Imprint of Marvel Comics

Marvel Knights is an imprint of Marvel Comics that contained standalone material taking place inside the Marvel Universe (Earth-616). The imprint originated in 1998 when Marvel outsourced four titles (Black Panther, Punisher, Daredevil and Inhumans) to Joe Quesada and Jimmy Palmiotti's company Event Comics; Event hired the creative teams for the Knights line while Marvel published them.

==History==
In 1998, Marvel Comics, which had just filed for Chapter 11 bankruptcy, asked Quesada and Palmiotti to work for Marvel in a more exclusive capacity, and contracted them and their Event Comics partners to produce a line of Marvel books dubbed Marvel Knights. As editors of Marvel Knights, Quesada and Palmiotti worked on a number of low-profile characters such as Daredevil, Punisher, The Inhumans and Black Panther, encouraging experimentation and using their contacts in the independent comics world to bring in creators such as David W. Mack, Mike Oeming, Brian Michael Bendis, Garth Ennis and Steve Dillon. Quesada himself also illustrated a Daredevil story written by film director Kevin Smith with Palmiotti inking the title book.

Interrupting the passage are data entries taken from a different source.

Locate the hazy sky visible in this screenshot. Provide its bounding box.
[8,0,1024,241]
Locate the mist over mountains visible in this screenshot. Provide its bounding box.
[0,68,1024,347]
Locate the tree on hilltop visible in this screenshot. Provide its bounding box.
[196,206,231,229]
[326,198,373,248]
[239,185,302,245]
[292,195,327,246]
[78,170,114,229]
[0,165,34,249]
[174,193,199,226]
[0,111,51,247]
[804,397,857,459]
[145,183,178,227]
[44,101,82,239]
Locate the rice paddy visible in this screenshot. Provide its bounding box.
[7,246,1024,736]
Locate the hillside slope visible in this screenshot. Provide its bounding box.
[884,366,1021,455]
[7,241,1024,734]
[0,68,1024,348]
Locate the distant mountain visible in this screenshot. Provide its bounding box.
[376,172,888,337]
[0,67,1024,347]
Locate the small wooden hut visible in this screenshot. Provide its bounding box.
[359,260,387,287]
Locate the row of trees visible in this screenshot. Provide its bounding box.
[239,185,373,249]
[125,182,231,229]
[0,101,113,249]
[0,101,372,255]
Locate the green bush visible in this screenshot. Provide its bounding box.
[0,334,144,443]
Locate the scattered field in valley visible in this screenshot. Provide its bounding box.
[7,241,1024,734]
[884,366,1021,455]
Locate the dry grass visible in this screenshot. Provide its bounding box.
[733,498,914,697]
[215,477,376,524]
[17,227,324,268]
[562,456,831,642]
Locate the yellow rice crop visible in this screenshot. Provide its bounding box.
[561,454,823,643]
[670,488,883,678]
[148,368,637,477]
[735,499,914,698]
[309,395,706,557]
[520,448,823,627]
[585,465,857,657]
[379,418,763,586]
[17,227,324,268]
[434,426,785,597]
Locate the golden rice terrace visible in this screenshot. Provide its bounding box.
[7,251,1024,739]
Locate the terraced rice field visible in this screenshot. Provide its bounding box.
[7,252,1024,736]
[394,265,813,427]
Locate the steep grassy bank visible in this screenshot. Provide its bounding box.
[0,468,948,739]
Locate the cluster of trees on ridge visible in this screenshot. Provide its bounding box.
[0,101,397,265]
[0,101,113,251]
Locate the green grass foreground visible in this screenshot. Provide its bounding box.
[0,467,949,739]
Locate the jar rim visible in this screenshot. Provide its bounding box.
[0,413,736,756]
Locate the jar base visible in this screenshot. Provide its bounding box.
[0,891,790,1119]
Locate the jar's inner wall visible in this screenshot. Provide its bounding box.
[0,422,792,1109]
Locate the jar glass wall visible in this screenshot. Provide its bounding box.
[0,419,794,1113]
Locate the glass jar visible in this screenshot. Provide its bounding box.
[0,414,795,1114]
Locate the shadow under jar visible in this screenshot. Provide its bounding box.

Marvel Knights stepped away from the long-running story arcs and heavy focus on continuity that was a prime feature of Marvel Comics during this period; instead, the imprint focused on strong stand-alone stories and high production qualities.

In addition to the headlining Daredevil title with Smith/Quesada/Palmiotti, the line also featured initial release titles of Punisher (from Christopher Golden, Bernie Wrightson and Jimmy Palmiotti); the Inhumans (Paul Jenkins, Jae Lee and Jose Villarrubia) and Black Panther (Christopher Priest and Mark Texeria). Several of these titles laid the ground work for several Marvel TV and movie story ideas and concepts. The title went on to feature Black Widow, new Punisher titles, the Sentry and several more events.

In 2000, two-and-a-half years after starting Marvel Knights — and in large part due to the imprint's success — Quesada was named editor-in-chief of Marvel Comics. Palmiotti remained involved in some of the titles for a limited period either inking or editing before leaving.

In early 2006 Quesada announced that all ongoing titles under the "Marvel Knights" banner would move to the Marvel Universe imprint and that "Marvel Knights" would afterward contain high-profile limited series. Quesada explained that Marvel Knights...

is the showcase for "evergreen events" — self-contained limited series that think outside the box, that challenge readers to re-think their favorite Marvel characters and re-evaluate the legends that surround them. In other words, Marvel Knights will be a place for top talent to work without constraints, and deliver the kind of product fans deserve!

The change began with Daredevil #82, Black Panther #14, Moon Knight #1, Squadron Supreme #1, and Wolverine #42. Marvel Knights Spider-Man became The Sensational Spider-Man with issue #23, and Marvel Knights 4 (featuring the Fantastic Four) became simply 4 with issue #28.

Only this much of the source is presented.